Tuesday, June 25, 2019

Was there an Enlightenment?

About twenty years ago, one of my former professors suggested I look up what the historians have to say about the "Enlightenment." I went to the main writers on 18th century history, and they had very little to say about it. There really wasn't much of a movement there; more significant factors include advancements in statecraft (today, we might call these advancements "statism" and "totalitarianism"), European power politics, competing trade empires, and so on. Off the top of my head, it might be suggested the phrase "Enlightenment" has been reified by the postmodernists into a straw man towards which they they can hurl invective.

The actual de facto enlightenment was talk and writing circulating around Paris. And beyond those Paris salons and bookstalls, and beyond a scattering of royal courts in the countryside, beyond the publication of encyclopedias, beyond the career of Voltaire's enthusiasms and disappointments, or beyond Jefferson's admiration for a few French discussions (and maybe his enthusiasm for fashionable Republican haircuts), was there really much to it? Apparently, the answer is "no." The "Enlightenment" was no Glorious Revolution or Good Old Cause. The "Enlightenment" was no American Revolution. And so on.

Did the Enlightenment end in the French Revolution? And was the French Revolution the Enlightenment's apotheosis, or its antithesis? After the Enlightenment, did Newton's laws of motion expire?  Did Force no longer equal the product of Mass and Acceleration (FMA)? and so on...

It might be interesting to see if Kant originally coined the phrase in his essay "What is Enlightenment?"  And, if so, what was he getting at politically, or how was he attempting to parse the history of his time?

My point here is that "The Enlightenment" isn't used by historians.

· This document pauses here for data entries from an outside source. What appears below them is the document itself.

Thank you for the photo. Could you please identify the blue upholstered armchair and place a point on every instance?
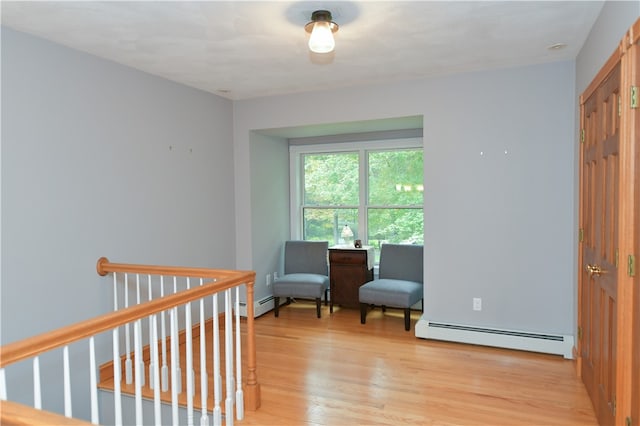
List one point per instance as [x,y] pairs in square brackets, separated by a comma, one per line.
[306,273]
[400,281]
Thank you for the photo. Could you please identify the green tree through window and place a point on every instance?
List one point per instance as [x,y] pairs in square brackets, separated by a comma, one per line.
[383,204]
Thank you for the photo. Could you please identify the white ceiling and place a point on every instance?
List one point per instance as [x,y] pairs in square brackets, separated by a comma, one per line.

It is a phrase that is used by people in Philosophy and English, and I suppose the Social Sciences. That is, it is used by people who are prone, because of their professional orientations, to see history focused (and distorted, one wonders) through the prisms of their own subjects.

But let's return to the historians:

The historians of European history refer to the period as the "Age of Absolutism," which is marked (like "The Enlightenment") by 1688 and 1789. That is, by the Glorious Revolution and the publication of Locke and Newton's books, at one end, and, at the other end, by the French Revolution.

After the period of the French Revolution, the next period is described by historians as the Age of Nationalism, I believe.

In the Norton series on Modern European History, Leonard Krieger's book on the period (1688-1789) is titled Kings and Philosophers, and I suspect that this book over-emphasizes the influence of philosophy upon history; this was originally suggested to me by another of my professors, nearly 40 years ago. My professor felt that Krieger, in placing great emphasis upon the importance of ideas (shall we call them "fashionable intellectual trends"?) was rather "German" in his approach to the subject, a point which the professor underscored by pointing out the long-winded and convoluted structure of Krieger's prose--and these are criticisms reflected in the Amazon reviews of the book, incidentally; and which can be viewed HERE.

For example, consider the remarks of reviewer Robert Kleinberg:

Many sections are long-winded and dull, culminating in tangles like this:

"Government was relevant to the social classes because it required their support and because the policies it adopted affected their destinies, but government was also independent of its social base because of the specifically political dimension - external and internal security - in its policies."